6
Grace was sometimes afraid that Cathy might never come back.
Too many things she’d seemed fearful of since Joshua’s birth.
‘Which is not really like me,’ she’d told Magda Shrike a few months back. Magda being her former mentor and psychologist and good friend who’d relocated to San Francisco for a time, then returned a year ago. ‘Or never used to be.’
‘Events take their toll,’ Magda had said. ‘On everyone.’
‘Except the bad things last year hardly happened to me, did they?’
‘They happened to people you love, so of course they happened to you,’ Magda said. ‘You’re being way too hard on yourself, Grace.’
Which was one of the reasons Grace had decided, a while back, that it was high time she went back to doing what she was best at. Namely thinking of others, specifically her patients. The children she could be helping.
Plenty more psychologists on the beach.
True enough, but still, it was what Grace had spent years training for and many more years than that practising, and she was good at her work, she was too honest to deny that much.
Except that she’d also been having to come to terms with the fact that returning to practice would mean having to find someone to help out again; not exactly a replacement for Lucia Busseto, her former office manager – because frankly, Grace could not imagine ever again feeling able to entrust her young patients’ confidential files to any other person.
I’d be entrusting Joshua to another person.
That thought struck fear into her again now, as it always did when she and Sam discussed getting any kind of help in the house.
Which was, in itself, she thought, not entirely healthy.
‘Beeba,’ Joshua said from his high chair in the kitchen, right on cue.
‘You said it,’ Grace answered.
David and Saul – Sam’s twenty-two-year-old adoptive brother – had both offered to take care of Joshua any number of times, and Lord knew she and Sam would trust either of them to the ends of the earth. But this was not so much babysitting as a long-term lifestyle decision, one that she was going to have to come to terms with as determinedly as any other working mom.
Still, right now, Claudia was here. Had flown thousands of miles because apparently she needed her sister, and whether that was for shelter or a shoulder to cry on, or for something else entirely, then Grace knew it was time to give herself a sharp kick in the rear and simply be here for her.
Sam called at eleven thirty to tell Grace he was on a new homicide investigation.
Which meant, as she knew, there was no telling when he’d make it home.
‘We have a visitor,’ she said.
Claudia was upstairs, settling herself in Cathy’s room, and Grace had called their daughter in Sacramento a half-hour ago, and Cathy had assured her that she had no problem with that.
‘I like thinking of my room being used,’ she said.
‘Want us to take in a lodger?’ Grace asked, deliberately light.

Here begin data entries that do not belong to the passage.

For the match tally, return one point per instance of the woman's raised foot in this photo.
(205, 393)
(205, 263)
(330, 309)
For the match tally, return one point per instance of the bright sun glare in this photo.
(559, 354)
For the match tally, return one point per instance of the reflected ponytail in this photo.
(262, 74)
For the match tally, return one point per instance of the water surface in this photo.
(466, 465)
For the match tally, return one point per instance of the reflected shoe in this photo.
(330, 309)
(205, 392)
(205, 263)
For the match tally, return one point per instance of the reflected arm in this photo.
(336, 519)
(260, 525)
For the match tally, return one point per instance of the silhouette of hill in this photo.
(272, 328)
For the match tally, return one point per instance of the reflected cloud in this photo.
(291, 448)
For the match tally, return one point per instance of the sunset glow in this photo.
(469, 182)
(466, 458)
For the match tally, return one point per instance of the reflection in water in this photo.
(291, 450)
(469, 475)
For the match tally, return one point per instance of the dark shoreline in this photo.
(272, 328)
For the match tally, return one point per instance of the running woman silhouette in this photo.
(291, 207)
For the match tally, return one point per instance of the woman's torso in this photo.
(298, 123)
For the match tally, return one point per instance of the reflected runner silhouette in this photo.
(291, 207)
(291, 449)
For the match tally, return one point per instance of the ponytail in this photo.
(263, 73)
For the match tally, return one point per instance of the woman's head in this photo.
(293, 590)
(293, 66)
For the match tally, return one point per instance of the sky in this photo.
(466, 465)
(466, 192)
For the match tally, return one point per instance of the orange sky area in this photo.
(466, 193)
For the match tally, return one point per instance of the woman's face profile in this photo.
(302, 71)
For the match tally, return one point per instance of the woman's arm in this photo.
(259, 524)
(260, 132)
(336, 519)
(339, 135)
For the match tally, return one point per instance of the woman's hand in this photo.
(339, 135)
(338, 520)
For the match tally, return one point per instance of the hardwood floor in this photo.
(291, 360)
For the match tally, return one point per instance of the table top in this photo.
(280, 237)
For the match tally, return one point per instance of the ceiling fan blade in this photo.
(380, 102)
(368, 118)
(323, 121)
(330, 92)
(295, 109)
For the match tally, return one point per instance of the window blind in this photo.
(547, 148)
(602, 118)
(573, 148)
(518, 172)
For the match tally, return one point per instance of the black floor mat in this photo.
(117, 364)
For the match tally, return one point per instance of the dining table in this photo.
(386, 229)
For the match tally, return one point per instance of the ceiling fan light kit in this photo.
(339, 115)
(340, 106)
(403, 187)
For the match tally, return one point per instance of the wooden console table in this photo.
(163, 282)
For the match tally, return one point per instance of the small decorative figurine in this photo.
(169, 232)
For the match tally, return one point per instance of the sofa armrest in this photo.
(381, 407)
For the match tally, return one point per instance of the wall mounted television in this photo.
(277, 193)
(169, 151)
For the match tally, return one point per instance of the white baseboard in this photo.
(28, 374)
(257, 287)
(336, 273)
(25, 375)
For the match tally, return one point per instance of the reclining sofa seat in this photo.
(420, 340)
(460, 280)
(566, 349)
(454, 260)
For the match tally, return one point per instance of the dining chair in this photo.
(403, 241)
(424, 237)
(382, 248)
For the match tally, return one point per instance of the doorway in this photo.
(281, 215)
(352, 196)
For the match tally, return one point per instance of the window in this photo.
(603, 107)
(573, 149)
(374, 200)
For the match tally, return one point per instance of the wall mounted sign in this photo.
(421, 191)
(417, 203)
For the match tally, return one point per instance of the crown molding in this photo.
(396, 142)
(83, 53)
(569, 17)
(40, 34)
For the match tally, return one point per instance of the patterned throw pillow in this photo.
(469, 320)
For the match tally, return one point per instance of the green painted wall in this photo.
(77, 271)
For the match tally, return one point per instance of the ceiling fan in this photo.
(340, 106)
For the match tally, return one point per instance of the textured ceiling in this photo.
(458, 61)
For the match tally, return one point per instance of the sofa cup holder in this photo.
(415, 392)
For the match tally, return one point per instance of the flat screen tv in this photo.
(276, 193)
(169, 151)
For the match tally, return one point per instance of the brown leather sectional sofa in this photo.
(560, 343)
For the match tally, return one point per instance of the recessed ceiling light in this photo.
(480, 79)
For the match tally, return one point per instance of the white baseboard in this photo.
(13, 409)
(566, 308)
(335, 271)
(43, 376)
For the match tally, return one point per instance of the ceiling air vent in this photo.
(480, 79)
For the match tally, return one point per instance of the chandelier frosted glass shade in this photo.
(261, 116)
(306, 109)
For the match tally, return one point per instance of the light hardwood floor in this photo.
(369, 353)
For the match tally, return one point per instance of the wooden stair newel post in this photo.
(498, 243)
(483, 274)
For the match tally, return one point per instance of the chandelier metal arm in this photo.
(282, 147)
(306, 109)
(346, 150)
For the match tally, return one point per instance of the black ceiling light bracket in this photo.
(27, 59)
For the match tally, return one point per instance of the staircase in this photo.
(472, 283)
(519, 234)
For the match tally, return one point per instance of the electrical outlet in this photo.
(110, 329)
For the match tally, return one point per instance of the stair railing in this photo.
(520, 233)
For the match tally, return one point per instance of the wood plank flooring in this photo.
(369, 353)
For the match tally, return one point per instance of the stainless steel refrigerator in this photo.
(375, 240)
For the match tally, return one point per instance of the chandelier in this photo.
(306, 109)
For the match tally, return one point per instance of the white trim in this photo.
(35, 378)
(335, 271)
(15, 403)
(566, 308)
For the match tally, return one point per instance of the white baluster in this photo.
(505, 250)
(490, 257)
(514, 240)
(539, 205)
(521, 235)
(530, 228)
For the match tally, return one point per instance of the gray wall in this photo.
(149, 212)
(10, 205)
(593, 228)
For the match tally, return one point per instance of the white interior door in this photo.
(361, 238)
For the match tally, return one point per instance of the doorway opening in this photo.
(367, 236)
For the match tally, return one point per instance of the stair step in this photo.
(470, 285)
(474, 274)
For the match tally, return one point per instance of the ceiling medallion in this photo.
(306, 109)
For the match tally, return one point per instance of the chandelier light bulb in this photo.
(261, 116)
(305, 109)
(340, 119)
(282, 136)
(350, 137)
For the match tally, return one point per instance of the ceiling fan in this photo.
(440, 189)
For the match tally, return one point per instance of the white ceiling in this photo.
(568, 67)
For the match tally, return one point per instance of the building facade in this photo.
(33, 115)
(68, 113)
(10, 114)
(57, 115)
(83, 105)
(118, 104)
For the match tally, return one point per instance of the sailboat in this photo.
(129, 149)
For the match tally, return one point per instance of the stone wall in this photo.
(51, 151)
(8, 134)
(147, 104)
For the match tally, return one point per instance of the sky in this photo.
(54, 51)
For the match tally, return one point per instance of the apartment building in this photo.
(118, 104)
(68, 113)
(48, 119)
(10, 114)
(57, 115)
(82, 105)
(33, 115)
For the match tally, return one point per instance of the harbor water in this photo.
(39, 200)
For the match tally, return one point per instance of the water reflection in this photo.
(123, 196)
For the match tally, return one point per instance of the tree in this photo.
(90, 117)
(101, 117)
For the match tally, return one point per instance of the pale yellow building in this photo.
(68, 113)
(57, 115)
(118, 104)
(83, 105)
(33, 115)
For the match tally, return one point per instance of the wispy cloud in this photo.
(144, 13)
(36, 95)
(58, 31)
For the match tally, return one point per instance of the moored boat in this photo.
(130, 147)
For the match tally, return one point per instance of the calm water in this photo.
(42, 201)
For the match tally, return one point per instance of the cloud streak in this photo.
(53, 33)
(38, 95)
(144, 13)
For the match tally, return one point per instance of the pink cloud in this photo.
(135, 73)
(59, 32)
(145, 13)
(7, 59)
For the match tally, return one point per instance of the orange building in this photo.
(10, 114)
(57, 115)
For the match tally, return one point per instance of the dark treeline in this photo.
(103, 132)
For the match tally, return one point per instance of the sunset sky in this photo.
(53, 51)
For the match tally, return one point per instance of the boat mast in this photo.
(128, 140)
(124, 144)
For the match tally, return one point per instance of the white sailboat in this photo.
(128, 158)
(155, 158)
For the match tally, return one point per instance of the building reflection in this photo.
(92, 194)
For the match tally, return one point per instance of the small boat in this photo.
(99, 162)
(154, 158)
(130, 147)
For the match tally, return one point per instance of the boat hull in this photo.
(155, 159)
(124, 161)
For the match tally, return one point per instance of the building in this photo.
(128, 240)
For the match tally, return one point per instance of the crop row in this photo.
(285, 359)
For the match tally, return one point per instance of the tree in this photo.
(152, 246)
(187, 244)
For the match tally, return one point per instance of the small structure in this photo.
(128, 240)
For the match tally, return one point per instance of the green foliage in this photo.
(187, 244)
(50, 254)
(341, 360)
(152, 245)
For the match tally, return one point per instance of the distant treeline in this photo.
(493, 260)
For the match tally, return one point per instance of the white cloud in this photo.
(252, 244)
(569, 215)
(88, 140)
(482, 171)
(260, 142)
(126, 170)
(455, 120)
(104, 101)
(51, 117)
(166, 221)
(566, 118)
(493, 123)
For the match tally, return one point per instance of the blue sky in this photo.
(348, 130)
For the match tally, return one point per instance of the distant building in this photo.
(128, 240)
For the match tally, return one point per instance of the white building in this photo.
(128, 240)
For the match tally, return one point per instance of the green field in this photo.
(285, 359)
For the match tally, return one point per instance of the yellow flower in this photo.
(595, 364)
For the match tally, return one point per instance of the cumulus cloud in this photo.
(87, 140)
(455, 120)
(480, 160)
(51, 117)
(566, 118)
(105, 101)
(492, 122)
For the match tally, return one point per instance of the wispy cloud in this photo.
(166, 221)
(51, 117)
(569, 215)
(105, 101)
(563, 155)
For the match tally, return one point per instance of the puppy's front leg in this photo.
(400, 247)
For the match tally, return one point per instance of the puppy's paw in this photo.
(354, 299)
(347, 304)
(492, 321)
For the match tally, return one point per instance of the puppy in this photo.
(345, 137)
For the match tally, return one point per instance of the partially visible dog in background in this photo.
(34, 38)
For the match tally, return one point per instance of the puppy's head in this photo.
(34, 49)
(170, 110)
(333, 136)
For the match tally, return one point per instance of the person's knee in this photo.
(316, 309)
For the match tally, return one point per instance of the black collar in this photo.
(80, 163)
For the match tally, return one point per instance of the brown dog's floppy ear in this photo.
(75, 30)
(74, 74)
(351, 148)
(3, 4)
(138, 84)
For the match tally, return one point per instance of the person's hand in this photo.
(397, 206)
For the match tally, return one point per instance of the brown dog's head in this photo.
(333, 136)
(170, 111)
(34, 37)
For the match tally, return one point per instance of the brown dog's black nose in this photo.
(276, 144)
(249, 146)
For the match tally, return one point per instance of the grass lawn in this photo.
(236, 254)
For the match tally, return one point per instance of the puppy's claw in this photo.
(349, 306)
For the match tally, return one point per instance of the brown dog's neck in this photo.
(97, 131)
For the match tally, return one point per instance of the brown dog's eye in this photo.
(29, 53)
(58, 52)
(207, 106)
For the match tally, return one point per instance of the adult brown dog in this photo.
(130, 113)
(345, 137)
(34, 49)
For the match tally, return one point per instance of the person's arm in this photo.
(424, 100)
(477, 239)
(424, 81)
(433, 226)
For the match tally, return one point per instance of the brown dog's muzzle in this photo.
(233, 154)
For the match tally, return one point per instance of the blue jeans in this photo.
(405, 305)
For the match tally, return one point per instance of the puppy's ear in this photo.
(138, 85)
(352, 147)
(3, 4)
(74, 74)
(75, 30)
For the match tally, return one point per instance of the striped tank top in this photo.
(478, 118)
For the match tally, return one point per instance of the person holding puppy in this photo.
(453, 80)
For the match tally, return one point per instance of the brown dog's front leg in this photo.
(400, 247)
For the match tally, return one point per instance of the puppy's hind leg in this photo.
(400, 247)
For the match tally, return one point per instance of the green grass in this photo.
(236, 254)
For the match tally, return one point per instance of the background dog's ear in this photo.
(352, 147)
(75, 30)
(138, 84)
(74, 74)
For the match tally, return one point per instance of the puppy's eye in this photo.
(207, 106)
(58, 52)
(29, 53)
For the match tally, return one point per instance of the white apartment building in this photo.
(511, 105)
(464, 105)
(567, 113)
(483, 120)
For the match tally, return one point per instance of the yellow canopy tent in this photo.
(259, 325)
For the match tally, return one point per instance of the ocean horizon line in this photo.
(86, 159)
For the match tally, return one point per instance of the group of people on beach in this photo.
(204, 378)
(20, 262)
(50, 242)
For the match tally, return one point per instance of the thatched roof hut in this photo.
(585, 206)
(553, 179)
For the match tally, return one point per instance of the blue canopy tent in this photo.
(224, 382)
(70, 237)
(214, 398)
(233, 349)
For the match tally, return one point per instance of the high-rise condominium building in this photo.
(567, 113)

‘I wouldn’t go that far,’ Cathy said, sounding merry, then sent them all hugs, especially Joshua who she said she was missing like crazy and could not wait to see again, all of which had made Grace feel a whole lot better.
She told Sam now about how Claudia was looking.
‘Something’s definitely not right with her.’
‘You’ve known that for a while,’ Sam said. ‘And it’s good she’s come to you.’
‘Even if it might mean she’s walked out on Daniel and the boys?’
‘Especially if that’s what’s happened,’ Sam said. ‘No one better than you to help her fix things.’
‘You think?’ Grace was wry.
‘I know,’ Sam said in his deep, rich voice.
Nice to have a husband with such faith in her.
Grace wished she could feel as certain.